Investigation: COVID impact on manufacturing could be worse this year


ST. CLOUD, Minn. – The two most pressing concerns of Minnesota manufacturers won’t surprise you: supply chains and attracting skilled workers. You’ve probably heard about it in the papers, at the dinner table, and just about everywhere.

The results of the 2021 State of Manufacturing Survey were released this month, detailing information on how manufacturers are recovering amid the pandemic, what manufacturing executives think of the economy and what prevents them from sleeping at night.

Opinion research firm Meeting Street Insights conducts the survey for Enterprise Minnesota each year, and this is the 13th year that the survey has been conducted.

That alone was its own challenge, as manufacturers appeared to be busier than ever this year, Meeting Street Insights founder Rob Autry said when publishing the survey. Over the past 12 years, most interviews have been carried out during working days. Last year, interviewers spoke to manufacturing executives three times outside of office hours.

This year, 1/3 of interviews were conducted outside of office hours, such as in the evenings or on weekends, Autry said.

He said the results of the investigation indicated that the impact of COVID-19 on manufacturers was as great, if not more, than last year, the St. Cloud Times reported.

Supply chains and the attraction of skilled workers are currently buzzwords nationwide as employers grapple with labor shortages and supplies find themselves in dumpsters. ‘Shipping outside flooded US ports was high on manufacturers’ lists of concerns, Autry said.

This is the first year the survey has asked Minnesota manufacturers about their concerns about supply chains, Autry said, and 67% of manufacturers ranked it between 8 and 10 on a scale of 1 to 10 (with 10 indicating the highest concern).

Just behind that, 61% of manufacturers also ranked attracting skilled workers as a top concern. That’s a 25 point increase from last year’s survey, Autry said.

Robots and employees work together in the Rotochopper manufacturing plant on Tuesday, April 13, 2021, in Saint-Martin.

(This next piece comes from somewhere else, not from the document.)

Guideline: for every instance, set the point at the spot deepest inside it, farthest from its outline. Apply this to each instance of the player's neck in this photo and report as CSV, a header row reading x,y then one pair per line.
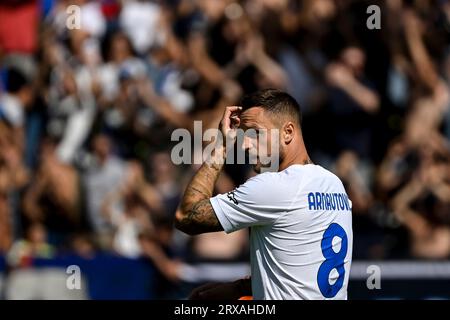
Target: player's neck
x,y
299,155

According to the survey, 62% of these manufacturers are currently hiring for vacancies. Of those who held vacancies, 87% said it was either quite difficult or very difficult to attract qualified candidates to manufacturers like them. And 50% of manufacturers indicated that hiring new employees was one of the two or three most important drivers of future growth for their business, just ahead of rising material costs for products.

These workforce challenges are felt most keenly in larger companies, Autry said. Among manufacturers with more than 50 employees, 84% said they were hiring and that it was difficult to find the workers they needed, according to Autry. 67% said it was very difficult. Autry said it was “pretty dramatic”.

Conversely, smaller manufacturers are the ones feeling the impact of COVID-19 even more this year, Autry said.

More manufacturers than ever, 46%, believe the business climate in Minnesota has deteriorated over the past five years. COVID-19 clearly had an impact on that opinion, he said.

“In the five years we’ve asked in this survey, this is by far the highest level we’ve seen,” Autry said. “It was 11 points higher than a year ago.”

This year, 94% of manufacturers believed COVID-19 was having a modest or major impact on Minnesota’s economy and business climate. (That’s up 2% from last year.) The other response options were minor impact or no impact.

While regionally, there isn’t much of a difference in how manufacturers feel on this point, 78% of small manufacturers – those with sales of less than $ 1 million – estimated that COVID -19 had a major impact on the economy and the business climate of the state. That’s an increase from last year, when in comparison, companies with more than $ 5 million in revenue were less concerned about this than last year (61% felt the pandemic had a major impact on the economy and the business climate of the State).

“Now you have this big gap between those making less than a million and those making $ 5 million and more,” Autry said.

Nonetheless, the manufacturers responded that they were confident in the future of their business from a financial standpoint. This confidence has not returned to pre-COVID-19 levels, but 87% of manufacturers surveyed said they were confident about their company’s future from a financial standpoint.

“These are still extremely high numbers in terms of trust,” Autry said.

Again, however, small manufacturers in Minnesota reported a smaller confidence rebound than large companies.

When it comes to key business metrics, manufacturers polled indicated rebound expectations for gross revenue, profitability, and capital spending for the year.

In 2019, 59% of manufacturers expected their gross revenues to increase that year. That figure fell to 21% in 2020, but rebounded to 51%. 41% of manufacturers expect their profitability to increase in 2021 (up 17 points from last year’s survey).

But 44% of manufacturers have indicated they expect capital spending to increase.

Historically, “we’ve never come close to that level” in the past 12 years, Autry said.